Employee Retention Credit is a valuable tax credit that can assist employers affected by the COVID-19 Pandemic to keep their employees and reduce the impact on their business or organization.
The ERC (Eligible Employees Credit) is a tax credit that can vary depending on the time frame, the number and type of employees employed, and the amount paid in wages and insurance to employees eligible for the credit. The ERC can be claimed by filing Form 941 or Form 941-X with the IRS and reporting the qualified wages and health insurance costs and the amount of credit claimed for each quarter.
You should not miss the opportunity to benefit from this tax incentive if you are an eligible employer. The ERC cannot be claimed forever. There is a deadline to claim it and a statute that limits its use. To avoid making common mistakes, you should fill out the forms correctly using the information and tips in this article. If needed, you can also reach out to the IRS or a professional tax advisor for clarification or help.

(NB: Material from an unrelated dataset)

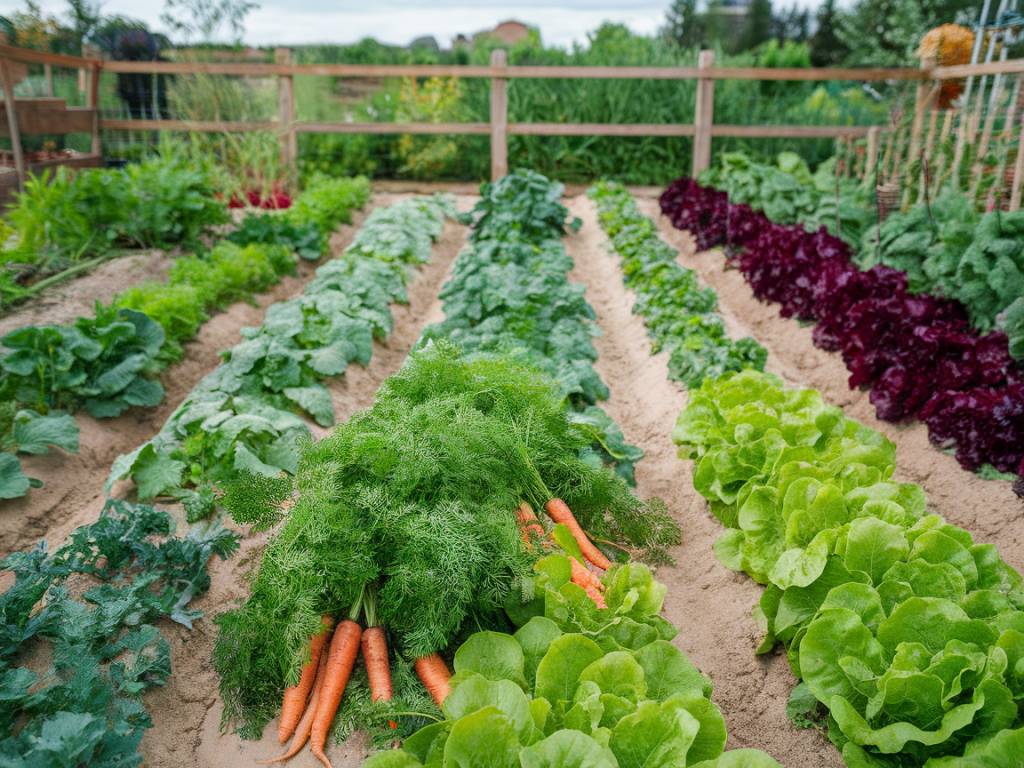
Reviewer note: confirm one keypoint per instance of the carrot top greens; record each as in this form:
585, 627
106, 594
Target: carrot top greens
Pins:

ERCs are a powerful tool that can help your company or organization, as well as your employees. It can help your business or organization retain workers, maintain cash flow and recover from a pandemic. This article is intended to help you better understand the ERC, and how it can be claimed. Thank you for reading. Stay safe.
Is There A Employee Retention Credit
What is the ERC?
Employee Retention Credit: This is a credit that employers can claim if they retained employees during the COVID-19 pandemic.

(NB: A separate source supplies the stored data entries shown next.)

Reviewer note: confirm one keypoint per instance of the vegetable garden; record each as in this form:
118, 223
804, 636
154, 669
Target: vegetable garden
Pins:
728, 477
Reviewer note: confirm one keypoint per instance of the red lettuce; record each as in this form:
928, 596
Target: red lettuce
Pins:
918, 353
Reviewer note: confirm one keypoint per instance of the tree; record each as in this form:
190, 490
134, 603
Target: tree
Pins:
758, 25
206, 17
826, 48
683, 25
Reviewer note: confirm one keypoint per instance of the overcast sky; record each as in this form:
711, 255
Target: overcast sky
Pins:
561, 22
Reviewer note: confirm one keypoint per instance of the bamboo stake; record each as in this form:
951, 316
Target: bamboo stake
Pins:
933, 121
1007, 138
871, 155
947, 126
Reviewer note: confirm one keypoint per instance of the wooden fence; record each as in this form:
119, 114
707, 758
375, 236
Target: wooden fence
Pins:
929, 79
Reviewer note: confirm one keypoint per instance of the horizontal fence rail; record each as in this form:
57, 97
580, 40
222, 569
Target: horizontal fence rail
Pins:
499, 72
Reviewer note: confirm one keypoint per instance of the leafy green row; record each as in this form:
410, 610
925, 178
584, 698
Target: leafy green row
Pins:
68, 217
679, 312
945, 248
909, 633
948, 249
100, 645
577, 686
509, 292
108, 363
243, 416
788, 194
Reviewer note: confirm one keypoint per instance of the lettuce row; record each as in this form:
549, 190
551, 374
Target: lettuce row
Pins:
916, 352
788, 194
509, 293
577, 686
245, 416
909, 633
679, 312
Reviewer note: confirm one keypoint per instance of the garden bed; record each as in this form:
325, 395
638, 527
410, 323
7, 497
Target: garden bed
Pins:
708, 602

The CARES Act, passed by Congress in March of this year, was amended in December of that year by the CAA Act. In March 2021, the ARPA Act (American Rescue Plan Act of 2021), was extended.
Are all ERC applicants eligible?
ERCs are not available to all. Employers who retained their employees and paid them wages between March 13, 2020, and December 31, 2021, are eligible.
The criteria for eligibility is also listed above. For the highlights, please see:
- A government order has suspended the business or organization (wholly or partially) due to COVID-19.
- Their gross receipts for a calendar quarter in 2020 or 2021 were less than a percentage of their gross receipts for the same quarter in 2019.
- It is a recovery-startup business that has been operating since after February 15, 2020. Their average annual gross receipts are no more than one million dollars.
How much is the ERC?
The amount ERC received by a business or organization will depend upon several factors.
Some of these include the time period and number of employees. Others are the amount paid in qualified wages or health insurance to eligible employees. To learn more about how ERCs are calculated, please read the article.
How to claim ERC
To claim the ERC an employer must submit a federal employment reform (Form 941)-X or a revised employment tax return to the IRS.
Employers are required to report each quarter the total amount claimed as a credit and the wages and insurance premiums paid by eligible employees.
When is the Deadline for Filing the ERC Forms?
The deadlines of Form 941, Form 941X and ERC 941 are different.
Form 941 deadline is typically the last of the month following each quarter. For Form 941X, the deadline is three years following the date on which the original form 941 was filed. This can also be up to two years, based on the date when the tax is paid.